Même si vous respectez les recommandations de 30 à 60 minutes d’activité physique par jour, les experts affirment que vous devez quand même interrompre les longues périodes d’assise.

Séparez vos périodes d’assise

“Ce n’est pas parce que vous répondez aux directives actuelles en matière d’activité physique que vous n’êtes pas sédentaire”, souligne Tatiana Warren. Ses recherches doctorales portaient sur les risques pour la santé liés à un manque d’activité. Elle est maintenant chercheuse en santé publique chez Just TATI, basé à Baltimore, dans le Maryland.

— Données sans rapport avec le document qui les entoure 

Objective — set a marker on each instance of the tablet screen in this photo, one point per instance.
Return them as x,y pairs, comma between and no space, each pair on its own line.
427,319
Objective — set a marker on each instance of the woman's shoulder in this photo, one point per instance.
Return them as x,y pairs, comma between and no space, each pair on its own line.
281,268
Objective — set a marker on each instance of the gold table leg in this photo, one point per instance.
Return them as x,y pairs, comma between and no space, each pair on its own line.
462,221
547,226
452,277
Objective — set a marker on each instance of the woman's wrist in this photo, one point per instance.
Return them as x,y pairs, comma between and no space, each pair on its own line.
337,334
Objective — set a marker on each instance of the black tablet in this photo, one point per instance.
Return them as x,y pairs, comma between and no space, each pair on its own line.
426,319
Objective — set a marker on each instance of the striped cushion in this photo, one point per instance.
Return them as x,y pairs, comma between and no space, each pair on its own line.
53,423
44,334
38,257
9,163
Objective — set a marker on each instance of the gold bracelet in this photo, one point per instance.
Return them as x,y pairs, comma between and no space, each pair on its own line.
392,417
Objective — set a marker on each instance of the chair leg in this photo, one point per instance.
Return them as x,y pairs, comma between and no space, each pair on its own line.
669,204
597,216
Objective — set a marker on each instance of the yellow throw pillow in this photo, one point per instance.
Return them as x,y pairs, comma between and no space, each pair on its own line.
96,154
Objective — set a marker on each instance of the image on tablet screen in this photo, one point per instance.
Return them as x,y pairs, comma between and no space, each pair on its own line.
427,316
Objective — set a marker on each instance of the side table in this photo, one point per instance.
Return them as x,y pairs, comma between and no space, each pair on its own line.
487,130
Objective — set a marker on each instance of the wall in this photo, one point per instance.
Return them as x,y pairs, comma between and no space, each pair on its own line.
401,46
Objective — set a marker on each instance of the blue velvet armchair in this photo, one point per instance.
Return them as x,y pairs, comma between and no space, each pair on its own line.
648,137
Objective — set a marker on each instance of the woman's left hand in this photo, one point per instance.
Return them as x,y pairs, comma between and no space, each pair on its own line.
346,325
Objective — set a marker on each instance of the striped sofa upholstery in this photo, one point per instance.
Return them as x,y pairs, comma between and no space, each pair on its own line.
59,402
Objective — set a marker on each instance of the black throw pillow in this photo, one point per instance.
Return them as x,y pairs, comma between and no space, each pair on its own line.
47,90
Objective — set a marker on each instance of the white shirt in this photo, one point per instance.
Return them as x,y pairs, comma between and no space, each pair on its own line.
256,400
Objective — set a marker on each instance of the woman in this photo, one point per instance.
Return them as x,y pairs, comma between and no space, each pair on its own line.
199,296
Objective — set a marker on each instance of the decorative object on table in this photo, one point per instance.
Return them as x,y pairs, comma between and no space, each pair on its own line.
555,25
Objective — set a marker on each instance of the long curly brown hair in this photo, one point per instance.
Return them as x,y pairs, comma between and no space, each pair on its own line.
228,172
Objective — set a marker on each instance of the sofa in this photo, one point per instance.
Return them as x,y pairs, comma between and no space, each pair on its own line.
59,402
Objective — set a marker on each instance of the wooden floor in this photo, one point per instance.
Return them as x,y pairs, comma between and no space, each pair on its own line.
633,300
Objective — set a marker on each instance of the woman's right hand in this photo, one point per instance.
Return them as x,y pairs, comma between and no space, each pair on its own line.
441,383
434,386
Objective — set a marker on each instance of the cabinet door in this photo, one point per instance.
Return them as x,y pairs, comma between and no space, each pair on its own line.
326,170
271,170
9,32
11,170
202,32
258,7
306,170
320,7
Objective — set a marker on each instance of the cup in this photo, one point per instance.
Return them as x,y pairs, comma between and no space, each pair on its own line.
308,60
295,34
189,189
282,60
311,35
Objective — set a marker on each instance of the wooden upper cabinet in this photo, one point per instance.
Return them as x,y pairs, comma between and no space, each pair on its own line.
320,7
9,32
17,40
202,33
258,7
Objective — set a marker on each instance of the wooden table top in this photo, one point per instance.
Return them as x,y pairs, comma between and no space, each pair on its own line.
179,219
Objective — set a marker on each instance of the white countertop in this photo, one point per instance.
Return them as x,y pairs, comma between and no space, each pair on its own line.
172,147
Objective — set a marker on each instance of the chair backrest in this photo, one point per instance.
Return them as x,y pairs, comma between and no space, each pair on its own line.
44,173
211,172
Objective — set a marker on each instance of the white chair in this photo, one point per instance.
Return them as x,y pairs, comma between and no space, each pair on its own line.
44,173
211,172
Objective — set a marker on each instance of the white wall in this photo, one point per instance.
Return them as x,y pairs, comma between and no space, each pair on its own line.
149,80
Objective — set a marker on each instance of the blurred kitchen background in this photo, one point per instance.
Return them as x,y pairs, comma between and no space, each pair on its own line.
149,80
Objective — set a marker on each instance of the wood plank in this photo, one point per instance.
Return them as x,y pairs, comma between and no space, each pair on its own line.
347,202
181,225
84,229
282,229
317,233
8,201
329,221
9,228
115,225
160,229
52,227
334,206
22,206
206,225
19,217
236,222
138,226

En effet, l’Organisation mondiale de la santé exhorte désormais les gens à limiter leur inactivité. Et cette recommandation s’ajoute aux conseils sur l’exercice physique.

Les études n’ont pas encore permis de fixer un niveau spécifique pour déterminer combien de temps la position assise est excessive. Mais le message de base est de bouger davantage. Et si vous êtes souvent assis, faites encore plus d’exercice. Les nouvelles recommandations ont été publiées dans le British Journal of Sports Medicine en novembre dernier.

Les interruptions brèves sont utiles. L’équipe de Hallgren a fait passer un questionnaire à des travailleurs suédois pour savoir combien de fois ils restaient assis pendant leur temps libre. Elle leur a également demandé s’ils se levaient au moins une fois par demi-heure. L’augmentation du temps passé assis augmente les risques de symptômes de dépression et d’anxiété.

Mais les risques pour ces symptômes étaient environ deux fois moins élevés chez les personnes qui interrompaient très souvent leur temps d’assise que chez celles qui ne faisaient jamais ou rarement de pauses. Ces résultats ont été publiés dans la revue Translational Psychiatry de mai 2020.